Many beekeepers do not have the option of processing their boxes the same day. Place them in a bee-tight space that is protected from pests such as ants.
The garage is not a good option if bees can get in – they will smell the honey and you will have thousands of girls waiting outside the door.
Some beekeepers have a dedicated honey house to keep the boxes until ready for the next step. While it is not necessary to have a dedicated building you do need some place clean and safe.

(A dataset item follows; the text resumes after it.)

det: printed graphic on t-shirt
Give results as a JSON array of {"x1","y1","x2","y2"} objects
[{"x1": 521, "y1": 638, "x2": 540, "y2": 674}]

Make Plans to Process Your Honey Harvest
Don’t delay completing your honey harvest. If, you live in an area with Small Hive Beetles – they can ruin your boxes of honey in just a few days. Even if you do not see any adult beetles, the eggs may be there.
You may choose to separate honey and comb using a machine. Learning how to extract honey is a simple process.
The allows the beekeeper to harvest liquid honey and have empty comb for the bees to reuse. There are several styles available but a honey extractor is not mandatory. The crush and strain method has been used for hundreds of years.
What to do with Uncapped Honey Frames
Usually, uncapped honey frames should be left in the hive another week or two. Bees cap cells when the honey is ripe – a moisture content of about 18.6%
Can your frames be uncapped and still ripe and ready to take? Yes! I have had some years when the nectar source was abruptly cut short by weather conditions and the bees did not finish capping.

Most beekeepers keep a honey refractometer on hand to measure the moisture levels. Check a few cells of your uncapped frames.
Cleaning Up & Storing the Harvest
If you used an extractor to process your honey, you will have some valuable drawn comb to reuse. Depending on the number of honey flows in your region, they may go back on the hive.
Otherwise, be sure to store your honey supers properly for Winter to protect them from wax moths and other pests.

Now, what to do with all that beautiful extracted honey? Thankfully, raw honey is easy to store. If you have a lot, you will probably store it in 5 gallon buckets with an air-tight seal.
Smaller producers usually bottle up honey into quarts or smaller jars. You may choose jar or various sizes and bottle only liquid honey. Or larger glass jars of chunk honey may be your favorite.
Especially if you plan to sell product, be sure to have a proper label. In my honey labeling guide, I cover the key elements that need to be in place on every label.
Unless you consume or sell the honey quickly, some of it will likely crystallize. Do not panic if your honey “turns to sugar”. This is a natural process and honey can be decrystallized with ease.
FAQs
In most areas, bees do not make honey all year. It is the warm months that these insects work tirelessly to store food for the cold season ahead.
When starting a new hive, it may be the second year before your bees are able to produce a crop for you. This depends on local foraging conditions and climate of course.
Harvesting does not hurt the bee colony – as long as you do not take too much. Don’t be greedy. Always leave the bees enough food for Winter.
No bee smoker is required at harvest time. In fact, it might make the job more difficult.
Final Thoughts
If you have colonies that were started this Spring from scratch, you may not get a honey harvest the first season. I know, I know – its difficult to wait a whole year. Also, keep in mind that not every colony makes excess honey every year. This is an honest (if sad) truth.
I always tell students in my online beekeeping class, ” nothing will ever taste better than honey from your own beehive”. Make the most out of every drop.